There is also a paucity of information on whether the influence of weight change on subsequent risk of fracture varies by anatomical site. In longitudinal studies of white women aged ≥65, weight loss measured in various ways (over four years or since maximum weight or since age 50) was associated with an increased risk of hip fracture, whereas weight gain since age 25 was associated with a higher risk of ankle fracture. No longitudinal studies, however, have focused specifically on how weight change can differentially influence upper limb, lower limb, hip, and central body fractures among postmenopausal white or non-white women in the US. Also, few studies have considered the reason for underlying weight loss in the analysis of associations between weight loss and fractures. This distinction might be important because serious illness could be an underlying cause of both involuntary weight loss and osteoporosis. In one study, associations between weight loss and increased risk of frailty fracture were significant only among women reporting involuntary, but not voluntary weight loss, whereas in another study, voluntary and involuntary weight loss among overweight women were each associated with similar (2.5-fold) increases in risk of hip fracture. Neither of those two studies adjusted for baseline weight or body mass index (BMI).

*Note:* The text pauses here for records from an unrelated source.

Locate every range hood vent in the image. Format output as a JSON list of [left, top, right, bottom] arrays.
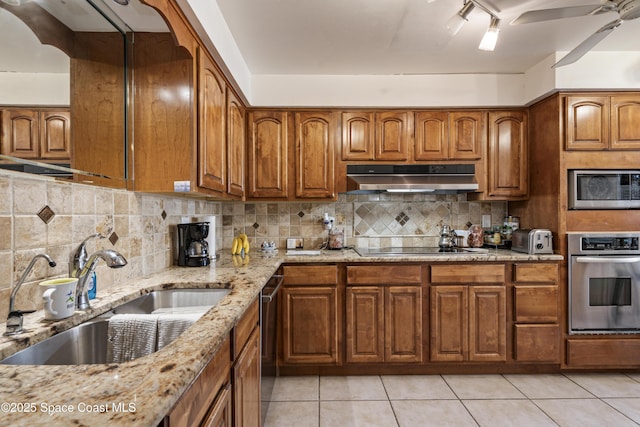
[[347, 164, 478, 194]]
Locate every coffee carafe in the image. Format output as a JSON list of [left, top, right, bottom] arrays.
[[178, 222, 210, 267], [438, 224, 456, 249]]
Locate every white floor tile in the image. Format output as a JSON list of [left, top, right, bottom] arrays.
[[504, 374, 595, 399], [604, 397, 640, 424], [533, 399, 637, 427], [381, 375, 457, 400], [264, 401, 320, 427], [320, 375, 388, 400], [271, 376, 320, 402], [443, 375, 525, 399], [320, 400, 398, 427], [567, 374, 640, 398], [462, 399, 556, 427], [391, 400, 478, 427]]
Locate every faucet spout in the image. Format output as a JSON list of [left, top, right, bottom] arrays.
[[76, 249, 127, 310], [4, 254, 56, 335]]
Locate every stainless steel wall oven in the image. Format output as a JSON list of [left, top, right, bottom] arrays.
[[568, 232, 640, 334]]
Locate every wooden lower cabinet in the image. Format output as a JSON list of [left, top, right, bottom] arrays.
[[161, 338, 231, 427], [233, 326, 261, 427], [280, 265, 341, 365], [431, 285, 507, 362], [346, 286, 422, 363]]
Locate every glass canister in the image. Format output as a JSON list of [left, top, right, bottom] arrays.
[[467, 224, 484, 248], [329, 228, 344, 249]]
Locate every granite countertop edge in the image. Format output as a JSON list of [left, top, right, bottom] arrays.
[[0, 249, 563, 426]]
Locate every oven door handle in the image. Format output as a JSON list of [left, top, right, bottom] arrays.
[[576, 256, 640, 264], [262, 274, 284, 302]]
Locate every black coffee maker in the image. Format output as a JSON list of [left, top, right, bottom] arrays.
[[178, 222, 210, 267]]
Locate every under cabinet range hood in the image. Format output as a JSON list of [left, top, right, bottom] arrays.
[[347, 164, 478, 193]]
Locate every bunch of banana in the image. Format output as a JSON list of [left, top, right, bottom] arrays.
[[231, 233, 250, 255]]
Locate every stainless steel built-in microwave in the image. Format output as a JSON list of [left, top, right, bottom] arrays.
[[568, 169, 640, 209]]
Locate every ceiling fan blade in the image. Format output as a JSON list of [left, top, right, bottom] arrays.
[[552, 19, 623, 68], [511, 4, 608, 25]]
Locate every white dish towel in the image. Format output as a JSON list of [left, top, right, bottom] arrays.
[[107, 314, 158, 363]]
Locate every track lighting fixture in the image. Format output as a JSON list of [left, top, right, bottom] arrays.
[[447, 0, 476, 36], [478, 16, 500, 52]]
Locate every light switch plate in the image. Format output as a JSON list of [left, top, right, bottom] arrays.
[[287, 238, 304, 249]]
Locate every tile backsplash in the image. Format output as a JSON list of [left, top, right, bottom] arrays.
[[0, 171, 506, 321], [0, 171, 222, 322], [222, 193, 506, 249]]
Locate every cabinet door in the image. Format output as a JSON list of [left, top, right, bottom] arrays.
[[611, 95, 640, 150], [248, 111, 289, 199], [295, 112, 335, 199], [384, 286, 422, 363], [282, 288, 340, 365], [469, 286, 507, 362], [198, 49, 227, 192], [227, 91, 245, 197], [565, 96, 609, 150], [414, 111, 449, 160], [487, 111, 529, 198], [2, 110, 40, 159], [40, 110, 71, 159], [233, 327, 261, 427], [342, 112, 375, 160], [346, 286, 382, 363], [430, 286, 469, 362], [449, 111, 486, 160], [375, 111, 413, 160], [201, 384, 233, 427]]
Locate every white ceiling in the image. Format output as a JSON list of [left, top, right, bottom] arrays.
[[217, 0, 640, 75]]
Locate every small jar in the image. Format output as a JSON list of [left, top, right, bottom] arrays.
[[467, 225, 484, 248]]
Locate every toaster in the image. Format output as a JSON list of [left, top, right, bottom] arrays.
[[511, 228, 553, 255]]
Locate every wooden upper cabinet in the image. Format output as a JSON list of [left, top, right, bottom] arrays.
[[342, 112, 375, 160], [40, 110, 71, 159], [198, 49, 227, 192], [247, 110, 289, 199], [487, 111, 529, 199], [611, 95, 640, 150], [414, 111, 449, 160], [295, 112, 336, 199], [375, 111, 413, 161], [342, 111, 413, 161], [415, 111, 486, 160], [2, 109, 40, 159], [0, 108, 71, 160], [227, 90, 246, 197], [565, 96, 610, 150]]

We investigated associations between change in body weight (baseline to third annual visit) and subsequent incidence of fracture classified by anatomical region (for example, upper limb, lower limb, central body) among postmenopausal women and to what extent self reported voluntary and involuntary weight loss are associated with increased incidence of fracture. We hypothesized that associations between weight loss and increased fracture incidence would be more pronounced for hip fractures than for limb fractures because of the potential loss in soft tissue padding around the hip that could counteract traumatic forces. We also hypothesized that even voluntary weight loss would be associated with an increased incidence of hip fracture. We further postulated that weight gain would increase the incidence of limb fractures, as the upper and lower extremities have little overlying soft tissue to absorb the increased impact resulting from weight gain and because of poor neuromuscular conditioning.